Jo 1 Antibodies, IgG, Serum
Evaluating patients with signs and symptoms compatible with a connective tissue disease, especially those patients with muscle pain and limb weakness, concomitant pulmonary signs and symptoms, Raynaud’s phenomenon, and arthritis
Clinical Information Discusses physiology, pathophysiology, and general clinical aspects, as they relate to a laboratory test
Jo 1 (histidyl tRNA synthetase) is a member of the amino acyl-tRNA synthetase family of enzymes found in all nucleated cells. Jo 1 antibodies in patients with polymyositis bind to conformational epitopes of the enzyme protein and inhibit its catalytic activity in vitro.(1)

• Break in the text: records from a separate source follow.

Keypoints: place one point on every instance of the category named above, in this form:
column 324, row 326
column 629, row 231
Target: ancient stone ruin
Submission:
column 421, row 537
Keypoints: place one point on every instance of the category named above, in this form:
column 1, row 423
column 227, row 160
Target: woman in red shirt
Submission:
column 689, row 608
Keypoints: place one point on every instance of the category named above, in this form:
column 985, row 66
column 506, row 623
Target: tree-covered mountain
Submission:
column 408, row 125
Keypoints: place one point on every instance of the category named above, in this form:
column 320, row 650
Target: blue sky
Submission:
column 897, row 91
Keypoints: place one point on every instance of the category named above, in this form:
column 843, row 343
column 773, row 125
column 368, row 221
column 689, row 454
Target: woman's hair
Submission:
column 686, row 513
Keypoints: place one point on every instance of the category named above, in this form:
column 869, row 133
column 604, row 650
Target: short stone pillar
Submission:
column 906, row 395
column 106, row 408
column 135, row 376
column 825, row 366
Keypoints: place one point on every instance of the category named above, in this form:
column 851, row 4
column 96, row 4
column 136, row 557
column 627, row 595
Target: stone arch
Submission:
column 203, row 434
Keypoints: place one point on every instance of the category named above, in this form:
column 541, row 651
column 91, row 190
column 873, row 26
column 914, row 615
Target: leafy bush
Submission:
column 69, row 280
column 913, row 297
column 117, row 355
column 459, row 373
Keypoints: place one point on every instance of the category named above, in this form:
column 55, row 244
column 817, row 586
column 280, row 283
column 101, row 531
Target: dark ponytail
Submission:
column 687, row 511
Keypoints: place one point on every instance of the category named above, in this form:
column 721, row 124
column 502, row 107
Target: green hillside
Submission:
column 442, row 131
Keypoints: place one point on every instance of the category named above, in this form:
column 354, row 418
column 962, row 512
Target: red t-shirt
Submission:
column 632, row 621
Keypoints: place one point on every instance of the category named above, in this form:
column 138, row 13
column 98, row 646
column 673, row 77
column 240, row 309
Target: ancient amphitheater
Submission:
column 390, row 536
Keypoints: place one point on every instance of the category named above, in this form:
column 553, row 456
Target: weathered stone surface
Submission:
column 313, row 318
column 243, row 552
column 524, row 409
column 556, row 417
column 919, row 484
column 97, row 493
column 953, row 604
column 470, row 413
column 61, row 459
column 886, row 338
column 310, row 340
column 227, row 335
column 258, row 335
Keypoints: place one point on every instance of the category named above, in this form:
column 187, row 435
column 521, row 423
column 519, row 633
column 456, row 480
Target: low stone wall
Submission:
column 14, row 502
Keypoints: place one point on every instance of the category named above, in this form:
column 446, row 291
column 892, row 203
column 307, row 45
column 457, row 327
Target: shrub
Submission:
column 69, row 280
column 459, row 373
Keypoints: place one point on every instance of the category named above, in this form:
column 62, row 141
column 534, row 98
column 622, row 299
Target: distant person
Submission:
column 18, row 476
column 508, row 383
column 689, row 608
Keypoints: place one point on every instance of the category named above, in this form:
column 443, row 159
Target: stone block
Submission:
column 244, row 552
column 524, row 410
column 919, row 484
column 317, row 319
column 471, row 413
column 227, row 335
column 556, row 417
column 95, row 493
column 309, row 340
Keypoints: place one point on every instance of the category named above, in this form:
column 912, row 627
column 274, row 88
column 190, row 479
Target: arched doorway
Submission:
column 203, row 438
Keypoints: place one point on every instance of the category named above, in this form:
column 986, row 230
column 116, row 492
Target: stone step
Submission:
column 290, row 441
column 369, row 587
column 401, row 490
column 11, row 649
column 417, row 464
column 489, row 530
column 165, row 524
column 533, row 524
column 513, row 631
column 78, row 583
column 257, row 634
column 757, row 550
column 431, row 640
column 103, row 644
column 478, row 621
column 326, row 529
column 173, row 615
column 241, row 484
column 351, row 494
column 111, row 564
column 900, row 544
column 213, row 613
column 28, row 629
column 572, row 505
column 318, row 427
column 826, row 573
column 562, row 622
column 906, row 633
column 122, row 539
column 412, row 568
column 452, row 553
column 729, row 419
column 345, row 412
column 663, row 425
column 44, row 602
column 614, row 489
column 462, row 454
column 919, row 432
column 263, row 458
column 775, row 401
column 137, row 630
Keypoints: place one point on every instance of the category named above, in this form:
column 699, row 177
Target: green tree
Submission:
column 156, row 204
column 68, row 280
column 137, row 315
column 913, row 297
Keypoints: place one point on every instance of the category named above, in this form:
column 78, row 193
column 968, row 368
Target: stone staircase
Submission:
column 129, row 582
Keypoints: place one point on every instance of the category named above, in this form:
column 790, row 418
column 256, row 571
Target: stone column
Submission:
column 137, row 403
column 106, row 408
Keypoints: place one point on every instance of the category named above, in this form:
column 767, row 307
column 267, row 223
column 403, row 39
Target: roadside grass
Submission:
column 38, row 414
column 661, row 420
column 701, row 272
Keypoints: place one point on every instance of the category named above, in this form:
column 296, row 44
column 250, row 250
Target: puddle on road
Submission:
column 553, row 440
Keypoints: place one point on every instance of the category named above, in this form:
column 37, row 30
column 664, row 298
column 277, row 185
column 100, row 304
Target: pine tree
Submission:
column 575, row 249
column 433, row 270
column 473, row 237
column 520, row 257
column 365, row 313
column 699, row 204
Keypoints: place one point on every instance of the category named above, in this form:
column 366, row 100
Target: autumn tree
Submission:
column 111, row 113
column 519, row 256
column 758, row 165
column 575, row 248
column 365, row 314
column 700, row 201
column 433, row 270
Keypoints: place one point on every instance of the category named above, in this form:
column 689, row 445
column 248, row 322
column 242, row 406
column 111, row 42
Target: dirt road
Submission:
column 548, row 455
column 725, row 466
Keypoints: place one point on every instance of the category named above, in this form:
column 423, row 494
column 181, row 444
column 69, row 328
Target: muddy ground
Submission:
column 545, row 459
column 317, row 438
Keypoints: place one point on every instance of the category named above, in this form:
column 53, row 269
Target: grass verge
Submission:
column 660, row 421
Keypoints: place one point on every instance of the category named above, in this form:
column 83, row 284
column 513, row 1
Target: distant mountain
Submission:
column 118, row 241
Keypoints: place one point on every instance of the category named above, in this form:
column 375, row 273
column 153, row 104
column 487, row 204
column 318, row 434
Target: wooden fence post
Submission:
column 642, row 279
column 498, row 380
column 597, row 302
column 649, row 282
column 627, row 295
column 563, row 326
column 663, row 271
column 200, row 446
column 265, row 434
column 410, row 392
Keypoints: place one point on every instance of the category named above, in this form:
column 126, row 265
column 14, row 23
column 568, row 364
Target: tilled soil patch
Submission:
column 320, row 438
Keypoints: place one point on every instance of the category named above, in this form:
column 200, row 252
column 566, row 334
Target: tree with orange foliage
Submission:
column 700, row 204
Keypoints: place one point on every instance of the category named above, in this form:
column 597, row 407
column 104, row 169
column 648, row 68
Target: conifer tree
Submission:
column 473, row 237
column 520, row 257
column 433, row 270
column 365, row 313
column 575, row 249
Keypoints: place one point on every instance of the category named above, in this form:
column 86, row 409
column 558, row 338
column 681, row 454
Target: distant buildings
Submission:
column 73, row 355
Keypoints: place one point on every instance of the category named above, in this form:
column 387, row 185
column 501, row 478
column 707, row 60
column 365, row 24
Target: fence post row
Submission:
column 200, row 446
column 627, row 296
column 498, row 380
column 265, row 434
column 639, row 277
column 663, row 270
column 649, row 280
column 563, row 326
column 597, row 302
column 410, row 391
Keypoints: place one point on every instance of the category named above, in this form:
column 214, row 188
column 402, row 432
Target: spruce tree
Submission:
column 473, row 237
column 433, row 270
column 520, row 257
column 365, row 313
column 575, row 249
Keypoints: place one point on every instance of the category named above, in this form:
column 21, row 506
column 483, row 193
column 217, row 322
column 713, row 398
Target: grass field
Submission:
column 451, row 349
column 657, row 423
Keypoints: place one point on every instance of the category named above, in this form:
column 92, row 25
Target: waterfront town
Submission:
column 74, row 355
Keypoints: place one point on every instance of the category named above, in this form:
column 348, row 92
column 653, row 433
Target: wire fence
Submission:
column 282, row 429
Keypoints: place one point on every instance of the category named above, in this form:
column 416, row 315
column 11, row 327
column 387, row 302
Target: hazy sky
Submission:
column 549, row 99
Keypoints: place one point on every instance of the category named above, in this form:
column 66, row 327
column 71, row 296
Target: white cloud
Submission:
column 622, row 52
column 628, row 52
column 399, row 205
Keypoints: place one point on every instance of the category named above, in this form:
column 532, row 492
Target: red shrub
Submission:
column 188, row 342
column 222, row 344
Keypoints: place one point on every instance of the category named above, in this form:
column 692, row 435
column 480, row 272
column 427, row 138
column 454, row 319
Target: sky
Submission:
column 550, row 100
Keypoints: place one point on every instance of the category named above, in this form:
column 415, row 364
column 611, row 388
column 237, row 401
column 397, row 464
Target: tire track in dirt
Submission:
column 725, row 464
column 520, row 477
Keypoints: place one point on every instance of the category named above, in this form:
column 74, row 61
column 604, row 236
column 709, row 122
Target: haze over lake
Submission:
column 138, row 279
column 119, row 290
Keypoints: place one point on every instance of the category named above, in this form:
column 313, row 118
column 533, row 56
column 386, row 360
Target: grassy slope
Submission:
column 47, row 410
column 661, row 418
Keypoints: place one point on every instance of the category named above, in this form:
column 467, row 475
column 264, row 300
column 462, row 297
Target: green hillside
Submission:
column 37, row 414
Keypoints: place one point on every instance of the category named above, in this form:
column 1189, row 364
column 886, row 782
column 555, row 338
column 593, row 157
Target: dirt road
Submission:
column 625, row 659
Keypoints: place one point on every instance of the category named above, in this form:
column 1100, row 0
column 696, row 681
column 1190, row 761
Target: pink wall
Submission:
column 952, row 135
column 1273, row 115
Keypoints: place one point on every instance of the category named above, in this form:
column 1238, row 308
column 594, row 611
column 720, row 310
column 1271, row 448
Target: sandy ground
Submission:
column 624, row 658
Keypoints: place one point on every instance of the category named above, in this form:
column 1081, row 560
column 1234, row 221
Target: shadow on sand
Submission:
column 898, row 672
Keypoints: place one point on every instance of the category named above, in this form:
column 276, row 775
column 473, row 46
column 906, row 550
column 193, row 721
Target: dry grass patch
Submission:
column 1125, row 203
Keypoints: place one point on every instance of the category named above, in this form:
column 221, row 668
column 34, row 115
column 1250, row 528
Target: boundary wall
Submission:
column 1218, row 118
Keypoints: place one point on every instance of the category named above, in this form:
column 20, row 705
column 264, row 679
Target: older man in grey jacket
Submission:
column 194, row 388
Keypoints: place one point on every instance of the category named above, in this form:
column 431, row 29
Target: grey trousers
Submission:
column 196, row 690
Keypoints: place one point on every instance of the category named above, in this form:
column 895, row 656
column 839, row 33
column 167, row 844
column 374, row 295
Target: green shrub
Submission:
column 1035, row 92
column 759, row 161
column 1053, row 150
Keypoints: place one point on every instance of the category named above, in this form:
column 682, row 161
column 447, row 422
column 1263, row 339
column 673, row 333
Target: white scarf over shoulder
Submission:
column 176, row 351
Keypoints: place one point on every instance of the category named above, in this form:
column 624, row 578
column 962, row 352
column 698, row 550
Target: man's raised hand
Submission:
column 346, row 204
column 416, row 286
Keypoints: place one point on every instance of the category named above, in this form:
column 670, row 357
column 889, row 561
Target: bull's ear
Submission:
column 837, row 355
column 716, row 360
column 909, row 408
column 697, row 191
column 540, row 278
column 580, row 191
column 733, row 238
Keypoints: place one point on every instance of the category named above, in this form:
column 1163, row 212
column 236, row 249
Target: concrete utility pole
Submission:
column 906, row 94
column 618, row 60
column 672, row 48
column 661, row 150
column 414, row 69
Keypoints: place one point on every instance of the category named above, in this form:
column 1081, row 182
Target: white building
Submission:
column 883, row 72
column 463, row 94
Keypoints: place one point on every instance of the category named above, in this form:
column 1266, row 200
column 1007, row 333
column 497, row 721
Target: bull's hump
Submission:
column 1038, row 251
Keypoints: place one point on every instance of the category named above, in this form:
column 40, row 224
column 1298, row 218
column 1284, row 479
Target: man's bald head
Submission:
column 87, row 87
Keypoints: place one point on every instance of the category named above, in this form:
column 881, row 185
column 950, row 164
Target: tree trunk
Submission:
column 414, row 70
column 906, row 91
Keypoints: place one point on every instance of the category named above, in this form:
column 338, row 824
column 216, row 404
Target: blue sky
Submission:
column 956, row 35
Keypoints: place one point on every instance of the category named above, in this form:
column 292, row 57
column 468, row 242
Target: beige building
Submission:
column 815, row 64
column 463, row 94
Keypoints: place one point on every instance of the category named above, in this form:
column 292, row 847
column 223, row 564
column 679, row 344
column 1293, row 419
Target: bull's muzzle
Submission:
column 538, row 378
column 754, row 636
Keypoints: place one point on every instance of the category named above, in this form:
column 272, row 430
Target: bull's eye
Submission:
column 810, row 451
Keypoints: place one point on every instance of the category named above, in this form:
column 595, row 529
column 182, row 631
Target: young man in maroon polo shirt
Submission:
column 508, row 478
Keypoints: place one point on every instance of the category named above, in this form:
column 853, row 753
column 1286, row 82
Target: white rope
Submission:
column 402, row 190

Jo 1 antibodies are a marker for the disease polymyositis, and occur most commonly in myositis patients who also have interstitial lung disease. The antibodies occur in up to 50% of patients with interstitial pulmonary fibrosis and symmetrical polyarthritis.(2)
See Connective Tissue Disease Cascade (CTDC) in Special Instructions and Optimized Laboratory Testing for Connective Tissue Diseases in Primary Care: The Mayo Connective Tissue Diseases Cascade in Publications.
Reference Values Describes reference intervals and additional information for interpretation of test results. May include intervals based on age and sex when appropriate. Intervals are Mayo-derived, unless otherwise designated. If an interpretive report is provided, the reference value field will state this.
<1.0 U (negative)
> or =1.0 U (positive)
Reference values apply to all ages.
A positive result for Jo 1 antibodies is consistent with the diagnosis of polymyositis and suggests an increased risk of pulmonary involvement with fibrosis in such patients.
Cautions Discusses conditions that may cause diagnostic confusion, including improper specimen collection and handling, inappropriate test selection, and interfering substances
Testing for antibodies to Jo 1 is not useful in patients with a negative test for antinuclear antibodies.
A negative test for Jo 1 antibodies does not exclude the diagnosis of polymyositis or dermatomyositis.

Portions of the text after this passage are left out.